"J'ai payé ma licence, ma voiture, je paye mon loyer 450 euros par mois, mais aujourd'hui, ce que je crains plus que tout c'est de briser le rêve de ma fille, Vanessa. Elle fait un master de commerce international à l'Edhec de Lille. Ca me coûte 940 euros par mois, pendant quatre ans, et il faut que je puisse continuer à travailler", lâche-t-il, la voix cassée et les larmes aux yeux.
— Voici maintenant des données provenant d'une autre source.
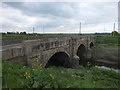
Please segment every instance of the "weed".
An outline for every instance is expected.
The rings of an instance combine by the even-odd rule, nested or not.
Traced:
[[[51,66],[33,70],[3,61],[3,88],[120,88],[119,79],[120,74],[115,71],[96,67],[89,70],[83,66],[76,69]]]

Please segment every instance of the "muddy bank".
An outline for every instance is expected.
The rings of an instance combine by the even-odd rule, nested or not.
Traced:
[[[107,46],[105,46],[107,45]],[[92,65],[106,66],[120,69],[120,48],[117,45],[98,44],[91,50],[91,58],[88,60]]]
[[[118,62],[113,62],[110,60],[93,58],[92,61],[90,61],[90,62],[93,66],[97,65],[97,66],[106,66],[106,67],[110,67],[110,68],[120,69],[120,64]]]

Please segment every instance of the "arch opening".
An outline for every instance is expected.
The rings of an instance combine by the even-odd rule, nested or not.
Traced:
[[[47,62],[46,68],[49,66],[69,67],[70,58],[65,52],[55,53]]]
[[[78,48],[78,51],[77,51],[77,56],[79,56],[79,64],[84,64],[86,61],[85,61],[85,56],[86,56],[86,49],[85,49],[85,46],[83,44],[81,44]]]
[[[90,48],[93,48],[94,47],[94,44],[93,42],[90,43]]]

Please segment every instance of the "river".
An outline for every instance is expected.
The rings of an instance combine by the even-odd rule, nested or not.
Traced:
[[[118,63],[107,62],[108,60],[95,60],[94,58],[85,59],[83,58],[80,61],[80,65],[84,67],[87,66],[88,62],[90,63],[90,67],[98,67],[106,70],[113,70],[120,74],[120,69],[118,68]]]
[[[106,69],[106,70],[113,70],[120,74],[120,69],[110,68],[110,67],[106,67],[106,66],[95,66],[95,67]]]

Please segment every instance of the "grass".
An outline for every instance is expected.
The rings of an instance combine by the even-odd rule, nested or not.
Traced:
[[[120,88],[120,74],[112,70],[83,66],[31,69],[3,61],[3,88]],[[30,78],[24,77],[25,72],[30,72]]]
[[[2,60],[0,60],[0,89],[2,89]]]
[[[97,36],[96,40],[98,46],[118,46],[120,44],[120,36]]]
[[[108,61],[118,62],[120,61],[120,48],[112,46],[99,46],[92,50],[92,56],[96,59],[105,59]]]
[[[105,59],[108,61],[120,61],[120,36],[98,36],[96,40],[96,47],[92,50],[92,56],[96,59]]]
[[[49,35],[49,36],[53,36],[53,35],[59,35],[59,36],[61,36],[61,35],[79,35],[79,34],[37,34],[37,36],[46,36],[46,35]],[[87,35],[87,34],[82,34],[82,35]],[[20,35],[20,34],[3,34],[2,35],[2,38],[10,38],[10,37],[32,37],[33,36],[33,34],[26,34],[26,35]],[[87,36],[93,36],[93,35],[87,35]]]
[[[3,88],[20,88],[24,85],[24,73],[30,68],[23,69],[22,65],[3,61],[2,63],[2,85]]]
[[[0,60],[0,77],[2,76],[2,60]]]
[[[33,35],[15,35],[15,34],[6,34],[2,35],[2,38],[8,38],[8,37],[31,37]]]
"Aujourd'hui je suis très, très déçu, car ni l'opinion publique, ni les media n'ont compris ce conflit", ajoute-t-il, tandis que les derniers irréductibles quittent la porte Maillot à Paris, qu'ils avaient investie depuis mardi.
"Ils n'ont pas compris qu'il s'agissait d'un vrai mouvement social de gens financièrement étranglés comme beaucoup d'autres, et pas de revendications corporatistes", poursuit Hipolito, à l'origine, avec une association espagnole, de la mobilisation de chauffeurs européens depuis mardi dont "80 Espagnols, 12 Italiens et 34 Belges".
Adossé à son taxi, cet homme de 53 ans, plein de bonhomie, marié et père de deux filles de 18 et 22 ans, contemple le sol jonché de détritus, devant le Palais des congrès. Tandis que les forces de l'ordre resserrent les rangs autour d'un petit groupe rassemblé près d'un brasero, il secoue la tête.
Son téléphone sonne, c'est sa femme. Elle s'inquiète de son état de fatigue.
- "Vivre" -
"Uber embauche des jeunes des banlieues nord de Paris à la pelle. Ils sont exploités, ne le voient pas, et enrichissent les multinationales. Ils ne verront jamais l'ascenseur social", regrette Hipolito, qui parle de son métier comme d'une "vocation". Il ajoute: "l'uberisation de la société, ça revient à tout déshumaniser, à laisser de côté tout ce qui n'est pas rentable. Avec le numérique, ils auront la planète entière".
A raison de "11 à 13 heures de disponibilité professionnelle par jour", et "beaucoup de dimanches travaillés", ce chauffeur artisan chiffre à "11.300 euros" son revenu net en 2014. Il ajoute que sa fille Vanessa, étudiante à l'Edhec et "bonne élève", est boursière.
"Uber est en train de spolier tous les pays, on estime qu'il nous a pris 40% du marché, sans payer de taxes. Moi, avec mes impôts, je participe à la maintenance des infrastructures, Uber non", déplore-t-il.
"Syndicats, chauffeurs et pouvoirs publics n'ont pas compris que nous étions plus forts qu'Uber si nous le voulions. Car nous sommes 360.000 chauffeurs de taxis en Europe et il suffirait d'une application smartphone européenne commune à tous pour faire le poids", ajoute-t-il.
Hipolito a acheté sa licence "180.000 francs" en 1988. Aujourd'hui elle coûte "247.000 euros et plus personne ne peut se le permettre", dit-il, en expliquant pourquoi seulement "3.000 à 4.000 chauffeurs parisiens sur environ 20.000, sont artisans".
"J'ai acheté ma licence, pas mon appartement. Grave erreur ! Si je perds mon activité, qu'est-ce que je deviens? Je ne veux pas de pitié. Je veux juste vivre normalement".